Martin looked at goals scored in the Bundesliga (n=875) and the Premier League (n=1056) in the 2011-2012 season. Martin defined chance in goal scoring “as goals involving uncontrollable or not planned aspects”. His analysis led him to identify six ‘chance variables’ (and their frequency):
- defence involvement (22.5%)
- long distance shots (13.1%)
- rebound (9.5%)
- post/bar (5.2%)
- deflection (4.8%)
- goalkeeper involvement (2.5%)
Martin undertook a lapsed-time analysis of each goal scored from video recordings of the goals in the two leagues in the 2011-2012 season.
The analysis was contextualised:
In order to study possible influences on the rate of chance goals, additional variables that are frequently cited as influencing match performance were collected per goal. The game situation was classified in both open play and set plays such as corner, free kick and penalty. Time of the match was characterized with the six 15 min intervals and stoppage-time. Standings were recorded from the perspective of the scoring team and with the number of goals scored so far. The location of a match (home or away) was registered, as well as the ranking of the goal scoring and receiving teams in the season’s final table.

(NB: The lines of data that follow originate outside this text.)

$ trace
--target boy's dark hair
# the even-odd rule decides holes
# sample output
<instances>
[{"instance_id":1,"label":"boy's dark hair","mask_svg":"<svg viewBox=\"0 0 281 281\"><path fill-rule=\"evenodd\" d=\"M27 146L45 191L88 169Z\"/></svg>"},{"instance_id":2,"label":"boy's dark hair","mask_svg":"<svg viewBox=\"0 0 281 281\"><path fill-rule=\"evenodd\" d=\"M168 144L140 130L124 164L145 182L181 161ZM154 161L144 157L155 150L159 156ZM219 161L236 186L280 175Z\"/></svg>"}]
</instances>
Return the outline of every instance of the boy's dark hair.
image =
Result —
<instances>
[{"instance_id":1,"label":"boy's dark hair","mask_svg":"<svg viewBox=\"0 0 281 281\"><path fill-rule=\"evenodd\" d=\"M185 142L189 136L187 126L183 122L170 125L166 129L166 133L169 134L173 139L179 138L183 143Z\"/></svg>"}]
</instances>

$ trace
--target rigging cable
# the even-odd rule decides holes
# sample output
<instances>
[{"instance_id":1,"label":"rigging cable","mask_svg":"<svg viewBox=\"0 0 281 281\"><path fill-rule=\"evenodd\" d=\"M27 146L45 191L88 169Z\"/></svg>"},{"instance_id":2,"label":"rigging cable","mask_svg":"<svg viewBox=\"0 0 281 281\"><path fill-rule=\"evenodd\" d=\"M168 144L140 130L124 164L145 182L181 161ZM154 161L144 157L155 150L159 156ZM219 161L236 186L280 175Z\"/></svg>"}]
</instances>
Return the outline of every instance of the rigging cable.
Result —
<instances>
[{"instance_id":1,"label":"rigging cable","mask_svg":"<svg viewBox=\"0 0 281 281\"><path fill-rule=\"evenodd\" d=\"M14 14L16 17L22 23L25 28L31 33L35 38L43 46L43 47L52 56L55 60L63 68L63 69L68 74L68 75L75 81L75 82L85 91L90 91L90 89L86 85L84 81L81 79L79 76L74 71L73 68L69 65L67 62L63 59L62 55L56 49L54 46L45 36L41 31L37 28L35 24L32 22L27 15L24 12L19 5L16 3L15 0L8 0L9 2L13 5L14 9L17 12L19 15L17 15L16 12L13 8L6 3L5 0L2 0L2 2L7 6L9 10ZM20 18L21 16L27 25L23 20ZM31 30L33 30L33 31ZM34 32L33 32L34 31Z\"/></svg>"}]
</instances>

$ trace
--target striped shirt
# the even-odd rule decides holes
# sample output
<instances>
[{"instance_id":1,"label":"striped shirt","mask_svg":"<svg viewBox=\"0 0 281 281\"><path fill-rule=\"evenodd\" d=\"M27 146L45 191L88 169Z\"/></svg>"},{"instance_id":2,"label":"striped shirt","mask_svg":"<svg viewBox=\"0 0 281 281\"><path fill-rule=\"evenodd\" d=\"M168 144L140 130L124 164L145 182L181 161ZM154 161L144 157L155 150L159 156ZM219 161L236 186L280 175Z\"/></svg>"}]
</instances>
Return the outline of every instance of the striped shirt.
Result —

Martin noted that “the global chance score for the Bundesliga was 46.9% and for the Premier League 47.2%“.
In his conclusion, Martin noted “chance is associated with neither time-line nor home advantage”.
The involvement of chance in constitutive aspects of the game, creating chances and scoring, may be assumed to be typical for the game rather than exceptional. (My emphasis)
This quote took me back to Charles Reep and Bernard Benjamin’s (1968: 585) conclusion:
An excess of shots by one team does not mean that, by chance, the other side will not get more goals and thus win the match. All this is so far removed from current soccer beliefs and tactics that general acceptance of the random element has been inhibited (though one of us, C. R., has shown that a successful style of play can be built upon it). It seems, however, that chance does dominate the game and probably most similar ball games. (My emphasis)
Martin includes Charles and Bernard’s paper in his literature review as a ‘classic study’. Amongst other references, Martin cites his own early work in this area (1999) and the follow up to the 1968 paper by Charles Reep, Richard Pollard and Bernard Benjamin (1971). In that latter paper, the authors note “since the chance of a goal being scored is not constant throughout a match, but is affected by prior scoring and other factors …” (1971: 624)
I D Hill (1974) also looked at chance in association football. He observed in his introduction:
I find it difficult to imagine that anyone, who had ever watched a football match, could reach the conclusion that the game was either all skill or all chance. That both skill and chance are involved seems too obvious. (1974: 203)
He concludes “using the classical significance test approach an inference can be made that skill does play some part in football”. (1974: 204) (See also, M J Maher’s (1982) analysis of a season.)
I am delighted that Martin has refocused discussions about chance in association football. There is a rich literature to explore that invites us to consider within game and between game ‘chance variables’ as they apply to individual teams as well as leagues as a whole.